Stakeholders in tomato trade have been asked to collaborate with researchers to produce varieties of tomato seeds to suit climatic conditions in the Northern part of Ghana so that it could be cultivated all year round.
Mr Mark Woyongo, Upper East Regional Minister, who made the call, said that the Northern Star Tomato Company, if put to full capacity could process all tomatoes produced in the Region and those from Burkina Faso to prevent glut and waste.
He was speaking at the opening of Stakeholders Workshop on Joint Tomato Venture between Ghana and Burkina Faso, on Tuesday in Bolgatanga.
It formed part of a process being undertaken by the Ghana Trade and Livelihood Coalition (GTLC) and its Burkina Faso counterpart, to promote tomato trade between the two countries by eliminating unnecessary rivalries, tensions and unhealthy competitions that characterize the tomato trade.
Mr Woyongo said “I would wish to reiterate that the tomato factory is prepared to enter into any bilateral agreement with Burkina Faso for the continuous supply of raw materials, which are tomatoes, for its operations.

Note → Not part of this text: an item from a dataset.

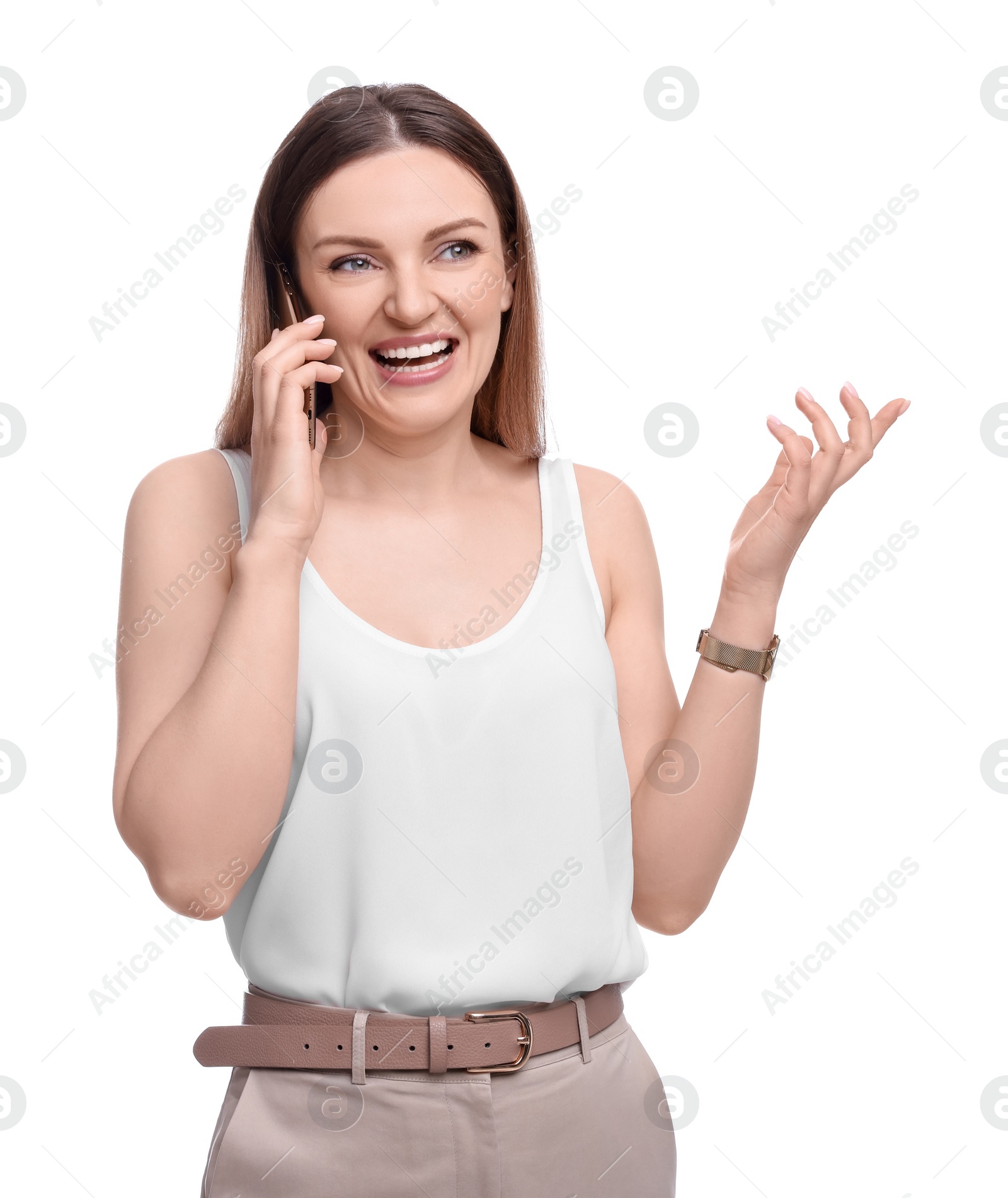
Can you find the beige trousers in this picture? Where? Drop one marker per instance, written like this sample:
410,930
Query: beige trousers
559,1126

I therefore wish to urge our counterparts from Burkina Faso to seriously think over the issue and give it the needed attention for the mutual benefits of our people”.
Other areas that could be exploited, the Minister said were shea nut and cotton processing.
Mr Ibrahim Akalbila, coordinator of GTLC, presenting a paper on tomato production in the Upper East Region, said about 91.8 per cent of tomato growers were commercial farmers and it had been identified to be the only crop that farmers could rely on to make good income.
However, the industry was being hampered by problems including, lack of suitable seed for both rainy and dry season cultivation, diseases and poor market.
Mr Akalbila said that a research done in 2009 showed that about 30 per cent of respondents did not have access to agricultural extension services and of the 43 per cent who received advice from agriculture officers, only 15.3 per cent had improved yields.